On peut estimer cependant que l'époque moderne est propice au livre. Loin de se poser en rivales, les techniques audiovisuelles – notamment à travers les bases de données qui permettent une consultation à distance – incitent souvent à s'adresser à lui, et l'élévation du niveau culturel, conséquence de l'allongement des études, permet d'être optimiste à moyen terme sinon à long terme quant à l'avenir du livre. Cependant, la diffusion du livre impose un effort collectif pour le rendre accessible à tous, et une pédagogie. On l'a compris depuis longtemps dans le monde anglo-saxon, en Scandinavie et dans les pays de l'Est, où existent des réseaux de bibliothèques de prêts qui constituent à elles seules une clientèle non négligeable en même temps qu'elles poussent à la lecture. L'État français ne devrait pas, quant à lui, s'étonner des résultats de la politique de mépris qui a longtemps été la sienne vis-à-vis des bibliothèques, mais remédier à la situation par un effort financier réel.
Vers la mondialisation
Une mondialisation du livre ? Au début des années 1990, l'expression pouvait encore étonner. Certains n'y voyaient que l'amplification d'un cosmopolitisme culturel né en Europe occidentale à la fin du xixe siècle. En réalité, depuis le début de la décennie de 1980, de nouvelles dynamiques étaient à l'œuvre. Désormais, les grands éditeurs ne se contentaient plus de racheter des concurrents modestes. Des maisons aux catalogues importants et prestigieux s'affrontaient ou élaboraient des combinaisons financières complexes qui se prolongeaient en rachats et en fusions. De telles opérations concernèrent, par exemple, Macmillan ou Grolier, le néerlandais Elzevier et le britannique Pearson, et, en France, le Groupe de la Cité, Larousse et Nathan. En même temps, des regroupements entre presse et édition déterminaient un processus de restructuration plus général : le phénomène se développait dans l'ensemble du monde occidental : Mondadori et L'Espresso, Random House et S.I. Newhouse, Murdoch et Collins... Dès le début des années 1990, les responsables de quelques grands groupes industriels et commerciaux à vocation mondiale ont considéré que la diversification multimédia devenait une perspective d'évolution qu'ils ne devaient pas négliger. Des montages parfois périlleux, souvent éphémères, ont remodelé complètement le paysage de l'édition. Dans L'Édition sans éditeurs, André Schiffrin relate comment Newhouse, après avoir racheté la société Random House à R.C.A., la revendit avant la fin des années 1990 à Bertelsmann. L'édification de l'empire Vivendi dans le champ de l'édition (V.U.P., Vivendi Universal Publishing) allait s'inscrire dans une pseudo-logique économique analogue : on invoque d'abord des économies d'échelle, devenues pourtant improbables depuis les drastiques cures d'amaigrissement que les équipes éditoriales ont connues au cours de la décennie précédente. On imagine aussi un élargissement du marché qui, de national, sera bientôt repoussé jusqu'aux frontières linguistiques, puis, en basculant de l'imprimé dans l'audiovisuel et le multimédia, deviendrait mondial.

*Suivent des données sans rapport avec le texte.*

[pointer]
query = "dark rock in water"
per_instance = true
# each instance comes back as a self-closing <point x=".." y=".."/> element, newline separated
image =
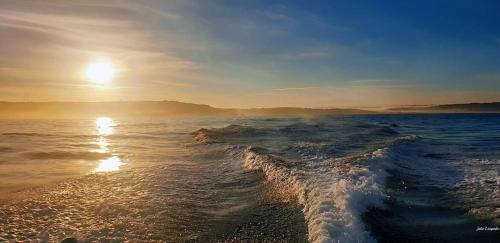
<point x="70" y="240"/>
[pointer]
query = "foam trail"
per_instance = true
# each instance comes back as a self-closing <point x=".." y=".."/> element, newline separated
<point x="333" y="196"/>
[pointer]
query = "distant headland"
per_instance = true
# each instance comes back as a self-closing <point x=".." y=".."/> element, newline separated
<point x="175" y="108"/>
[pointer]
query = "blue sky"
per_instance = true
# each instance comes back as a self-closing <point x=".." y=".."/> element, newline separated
<point x="254" y="53"/>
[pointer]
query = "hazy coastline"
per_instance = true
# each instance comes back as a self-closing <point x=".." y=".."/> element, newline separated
<point x="174" y="108"/>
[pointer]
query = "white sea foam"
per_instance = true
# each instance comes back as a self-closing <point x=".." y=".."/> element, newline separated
<point x="334" y="195"/>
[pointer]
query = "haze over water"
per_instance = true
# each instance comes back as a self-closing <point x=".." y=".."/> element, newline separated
<point x="347" y="178"/>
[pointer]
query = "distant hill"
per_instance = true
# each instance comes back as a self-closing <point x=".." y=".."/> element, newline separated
<point x="493" y="107"/>
<point x="146" y="109"/>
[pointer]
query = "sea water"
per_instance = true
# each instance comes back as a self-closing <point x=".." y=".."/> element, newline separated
<point x="387" y="178"/>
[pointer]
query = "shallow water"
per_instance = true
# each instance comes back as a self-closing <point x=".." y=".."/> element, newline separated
<point x="319" y="179"/>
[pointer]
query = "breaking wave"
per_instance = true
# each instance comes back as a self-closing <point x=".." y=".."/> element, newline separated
<point x="334" y="191"/>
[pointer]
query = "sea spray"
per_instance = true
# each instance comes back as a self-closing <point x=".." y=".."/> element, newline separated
<point x="334" y="199"/>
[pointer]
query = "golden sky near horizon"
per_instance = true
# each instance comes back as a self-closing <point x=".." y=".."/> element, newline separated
<point x="236" y="54"/>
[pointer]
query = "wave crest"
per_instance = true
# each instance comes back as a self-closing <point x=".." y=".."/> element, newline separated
<point x="334" y="199"/>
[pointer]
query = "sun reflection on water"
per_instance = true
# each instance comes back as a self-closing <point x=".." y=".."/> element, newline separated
<point x="109" y="164"/>
<point x="104" y="128"/>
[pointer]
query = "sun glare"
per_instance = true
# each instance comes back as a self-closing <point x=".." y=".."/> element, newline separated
<point x="100" y="72"/>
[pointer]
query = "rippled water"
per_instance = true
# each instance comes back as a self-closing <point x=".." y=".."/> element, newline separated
<point x="319" y="179"/>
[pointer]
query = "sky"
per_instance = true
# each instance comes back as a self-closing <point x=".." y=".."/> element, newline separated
<point x="251" y="53"/>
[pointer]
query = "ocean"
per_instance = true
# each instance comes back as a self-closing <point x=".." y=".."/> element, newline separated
<point x="363" y="178"/>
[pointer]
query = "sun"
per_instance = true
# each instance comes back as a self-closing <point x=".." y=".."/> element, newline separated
<point x="100" y="72"/>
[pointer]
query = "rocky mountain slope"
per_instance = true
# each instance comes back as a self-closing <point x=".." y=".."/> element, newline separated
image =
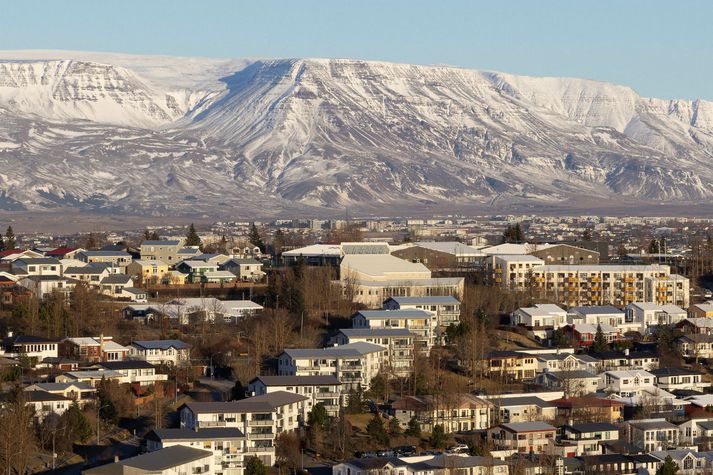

Industrie du livre et industrie culturelle
En 1989, dans La Vingt-Cinquième Image, René Bonnell mettait en évidence, surtout pour ce qui concernait le secteur de la télévision généraliste et du cinéma, un risque d'appauvrissement de la production du fait de la mondialisation. En revanche, dans l'édition, les cloisonnements nationaux semblent encore persister. Le phénomène s'expliquerait par des pratiques spécifiques au secteur. Le démarchage des auteurs, la mise au point des contrats, la définition des projets et le travail avec les écrivains sur leur texte, tout cela reste du ressort des services éditoriaux, entités qui sont toujours à visage humain. Dans l'édition littéraire proprement dite, même si V.U.P. et Hachette contrôlent directement une cinquantaine de maisons, les dirigeants de ces groupes n'ont pas encore réussi à obtenir de leurs directeurs littéraires qu'ils coulent toutes leurs collections dans un même moule. Bien mieux, on peut remarquer que, dans la fièvre des faillites, des rachats et des fusions, il n'a toujours pas été possible de restructurer les sociétés de distribution, alors même que la commercialisation pèse toujours pour moitié dans le prix du livre. On ferait un constat voisin en analysant l'organisation du groupe Bertelsmann, dont les associés et filiales se répartissent entre l'Europe, l'Amérique du Nord et du Sud, l'Australie et la Nouvelle-Zélande : chaque entité nationale conserve très largement sa spécificité.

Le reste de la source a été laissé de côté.